Left, Sister Virginia counts the monthly stipends for the Sisters at Salem Heights; middle, Sister Virginia Hebbeler at St. Mary’s Basilica in Phoenix; right, Sister Margaret Mary LeGlise (M. Claver) and Sister Virginia Hebbler in Ft. Defiance, Arizona.
Not many people can say they have received communion from a saint.
Sister Virginia Hebbeler is one of those lucky few.
When St. John Paul II toured the western U.S. in September 1987, he celebrated a papal Mass at Sun Devil Stadium in Tempe, Ariz. Among those selected to receive communion from the then-Pope John Paul II at the Mass were three people from St. Mary’s Basilica in Phoenix. Sister Virginia, who ministered at St. Mary’s for more than 20 years, was one of them.
The temperature touched ninety degrees that Monday afternoon as Sister Virginia waited for three solid hours to enter the stadium, home to Arizona State University’s Sun Devils football team. More than 75,000 people packed the stadium for the papal Mass. Inside, the sacraments were being administered.
“The services were such that in the stadium they had every sacrament,” Sister Virginia said. “It was beautiful.”
As the Mass wore on, Sister Virginia recalled the letter she had received instructing her to hold out her hand to receive communion, which was just coming into vogue at the time. Make sure the Holy Father notices your hand, the letter urged. The pontiff, wearing red vestments, offered communion and pressed the Host in her palm.
Just like that, she joined a select club.
“It was very thrilling,” she said. “When he was canonized I thought ‘What a privilege.’”
Sister Virginia never set out to receive communion from the pope, live in the western United States or even become a nun. As a senior at Regina High School in Norwood, Ohio, she was planning to graduate and enter nursing school with four friends. Her mom, who wanted to be a nurse but never got the opportunity, was pleased.
In the middle of the school year, however, a Precious Blood Sister at Regina asked Virginia, whose religious name was Mary Claudine, what she wanted to do after graduation. The girl explained that she was going to be a nurse.
“I don’t think so,” the nun replied, and asked Virginia to pray a novena to the Blessed Mother. She did and her path changed.
On Christmas Eve, as Virginia and her mother were in the bathroom getting ready for midnight Mass, Virginia shared that she was going to forego nursing school after graduation and enter the convent. Her mother was disappointed, but her father was thrilled.
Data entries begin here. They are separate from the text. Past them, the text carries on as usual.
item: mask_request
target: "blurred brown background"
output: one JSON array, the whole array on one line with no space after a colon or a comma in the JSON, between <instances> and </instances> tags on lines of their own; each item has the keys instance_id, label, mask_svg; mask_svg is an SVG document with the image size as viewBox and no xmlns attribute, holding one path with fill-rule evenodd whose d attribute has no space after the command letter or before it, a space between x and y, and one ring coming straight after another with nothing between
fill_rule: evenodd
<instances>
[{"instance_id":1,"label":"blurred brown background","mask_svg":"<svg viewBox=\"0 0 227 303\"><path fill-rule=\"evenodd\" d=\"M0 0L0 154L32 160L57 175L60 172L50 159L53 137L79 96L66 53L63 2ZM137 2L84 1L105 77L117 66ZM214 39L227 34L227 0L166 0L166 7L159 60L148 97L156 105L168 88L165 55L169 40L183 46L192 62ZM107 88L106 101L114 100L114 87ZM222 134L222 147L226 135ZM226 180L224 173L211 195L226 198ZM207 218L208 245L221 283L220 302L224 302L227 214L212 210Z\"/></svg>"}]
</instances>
After novitiate, Sister Virginia trained as a teacher and taught grade school in Ohio and Missouri. She eventually fulfilled her desire to become a nurse and worked in Dayton, California and Indiana. She later returned to teaching in California, Arizona and Colorado.
In 1975, she became a pastoral assistant at St. Mary’s and stayed there for the next 22 years. She kept the books and handled other administrative duties. She also helped with pastoral ministry. She enjoyed working with the Franciscans who still operate the parish.
“I was very happy there,” Sister Virgina said. “I loved Phoenix. I got along with the Franciscans so well. We never had any problems, and if we did, we solved them.”
Sister Virginia, who is celebrating her 75th jubilee this year, retired from St. Mary’s in 1997 and moved to Salem Heights in Dayton, where she volunteered her nursing and financial skills.
In her bedroom is a photo of John Paul II, a link to a highlight of her life as a Precious Blood Sister.
“I’m grateful for everything I’ve had,” she said. “It was just something that happened in my lifetime.”